I appear to be stuck in a time warp.

Here it is 24 hours later, I'm still sick, and I'm seeing another generic movie that's more or less indistinguishable from every other movie just like it. Unless that's the fever talking and right now everything looks like a boring clone of something I've already seen, in which case I'd like some lead-jacketed medicine, please.

Until that arrives, I'm sticking with the time-warp theory. Doomed, like Bill Murray in Groundhog Day, to repeat this miserable day until I find true love — because, as we all know, when love begins, all your problems go away forever. Pardon my rambling: my brain is filled with viruses. On to The Haunting in Connecticut.

Virginia Madsen's son Kyle Gallner has cancer, but the real problem here is the all-night commute for his experimental treatments. Unable to take the strain on herself and Gallner, she temporarily relocates the family to a house in Connecticut.

The house has a history. Gallner starts seeing things — people, visions of the past, morbid rituals — but is afraid it's the side effects of his treatment, and if he tells, he'll have to stop. Meanwhile, his dad figures out the old home was once a mortuary.

Gallner's behavior looks like madness until the spirits of the house start coming for his younger siblings. With the help of reverend and fellow cancer-patient Elias Koteas, he'll try to cleanse the house of the forces that possess it.

The Haunting in Connecticut is based on a true story in the sense that someone, probably a crazy person, says it's true. Fine. I've said it before and I'll say it again: real life is stupid. It's confusing and it rarely adds up to anything. You're better off just making it up completely, because at least then you can put more naked people in it.

Here, the facts are both arbitrary and commonplace.

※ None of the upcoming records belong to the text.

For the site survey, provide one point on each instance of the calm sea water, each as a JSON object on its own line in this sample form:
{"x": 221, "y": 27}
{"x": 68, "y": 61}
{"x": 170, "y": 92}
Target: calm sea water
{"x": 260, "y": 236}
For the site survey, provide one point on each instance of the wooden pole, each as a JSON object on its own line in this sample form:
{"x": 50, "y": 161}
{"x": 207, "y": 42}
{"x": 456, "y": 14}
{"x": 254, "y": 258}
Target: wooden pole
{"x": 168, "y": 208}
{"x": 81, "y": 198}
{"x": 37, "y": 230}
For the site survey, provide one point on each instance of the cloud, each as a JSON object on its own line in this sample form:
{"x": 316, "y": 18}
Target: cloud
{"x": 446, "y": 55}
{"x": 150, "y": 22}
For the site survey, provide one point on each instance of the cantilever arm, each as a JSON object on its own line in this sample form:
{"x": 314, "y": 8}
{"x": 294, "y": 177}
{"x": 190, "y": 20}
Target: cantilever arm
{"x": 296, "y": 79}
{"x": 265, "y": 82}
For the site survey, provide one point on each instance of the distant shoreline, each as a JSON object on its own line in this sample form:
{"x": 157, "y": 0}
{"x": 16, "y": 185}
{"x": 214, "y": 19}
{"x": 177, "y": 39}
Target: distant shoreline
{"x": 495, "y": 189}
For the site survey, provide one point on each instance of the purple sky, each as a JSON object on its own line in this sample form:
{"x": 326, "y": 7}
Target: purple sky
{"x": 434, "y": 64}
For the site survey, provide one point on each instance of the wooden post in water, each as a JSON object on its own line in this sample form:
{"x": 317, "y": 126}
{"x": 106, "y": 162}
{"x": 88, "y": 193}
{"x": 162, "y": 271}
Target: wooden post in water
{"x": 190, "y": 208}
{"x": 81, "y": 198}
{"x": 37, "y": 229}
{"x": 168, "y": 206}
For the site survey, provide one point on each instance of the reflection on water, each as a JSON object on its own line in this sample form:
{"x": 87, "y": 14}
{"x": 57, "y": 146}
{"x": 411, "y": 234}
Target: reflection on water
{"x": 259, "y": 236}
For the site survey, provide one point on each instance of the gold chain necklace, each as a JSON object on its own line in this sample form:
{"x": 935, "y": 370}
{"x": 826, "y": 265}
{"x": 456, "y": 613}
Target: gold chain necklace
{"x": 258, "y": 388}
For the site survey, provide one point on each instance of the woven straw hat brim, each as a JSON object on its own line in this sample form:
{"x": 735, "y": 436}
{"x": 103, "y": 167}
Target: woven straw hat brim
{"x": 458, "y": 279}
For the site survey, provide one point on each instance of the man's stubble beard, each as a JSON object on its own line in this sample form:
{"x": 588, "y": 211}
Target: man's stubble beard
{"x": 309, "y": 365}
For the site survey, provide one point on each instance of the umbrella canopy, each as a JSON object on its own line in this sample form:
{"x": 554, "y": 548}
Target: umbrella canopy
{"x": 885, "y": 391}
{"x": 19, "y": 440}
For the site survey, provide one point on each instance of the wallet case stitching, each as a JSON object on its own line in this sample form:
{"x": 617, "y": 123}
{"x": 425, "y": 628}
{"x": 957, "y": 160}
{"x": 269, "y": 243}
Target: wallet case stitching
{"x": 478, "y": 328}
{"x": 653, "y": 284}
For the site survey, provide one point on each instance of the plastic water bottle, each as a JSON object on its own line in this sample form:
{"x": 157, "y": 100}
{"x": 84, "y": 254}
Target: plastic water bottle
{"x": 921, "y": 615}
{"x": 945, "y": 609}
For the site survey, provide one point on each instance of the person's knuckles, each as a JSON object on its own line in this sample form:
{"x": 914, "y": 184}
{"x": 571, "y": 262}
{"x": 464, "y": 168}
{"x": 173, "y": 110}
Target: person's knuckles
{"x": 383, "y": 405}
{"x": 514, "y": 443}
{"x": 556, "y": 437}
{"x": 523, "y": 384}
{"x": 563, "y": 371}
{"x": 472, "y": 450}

Not that anyone who's ever seen The Exorcist needs help understanding paranormal technobabble such as "possessed" and "necromancy," but just in case you were born yesterday, Koteas exposits it so thoroughly he should be credited as "Greek Chorus."

Until he comes along to set the record straight, however, director Peter Cornwell burns several lifetimes goofing around with jump-out scares and violin stings. Consider me shat.

The Haunting also commits the No. 1 failure of horror movies: taking too long to explain the particulars of its supernatural proceedings. We're restless creatures who need ongoing logic to keep our attention. A series of disturbing images doesn't accumulate into anything meaningful; the 10th spooky silhouette doesn't make any more sense than the first.

Subset crime: inconsistency in its supernatural rules. OK, so seeing visions of the home's former owners, that I can buy. Grubs in the floorboards? Well, that doesn't make a whole lot of sense, but why not. Wait, now Gallner is being attacked by crabs? Sweet imagine, Mr. Cornwell, but I think that would have been more appropriate in the prequel, The Haunting in Chesapeake Bay.

Well, you can't expect too much attention to detail from a movie where a cancer-kid who pukes up everything he puts down is still built like a movie star. On the other hand, Gallner's bare pecs are critical once it comes time for some shirtless ghostbusting.

Honestly, thanks to an eye for the iconic, Cornwell pulls the finale into something fleetingly compelling. But in a story I gave up on long before that, without any real terror or the atmosphere that's so important to these films, The Haunting in Connecticut reads like the true story of a family that's seen too many bad movies.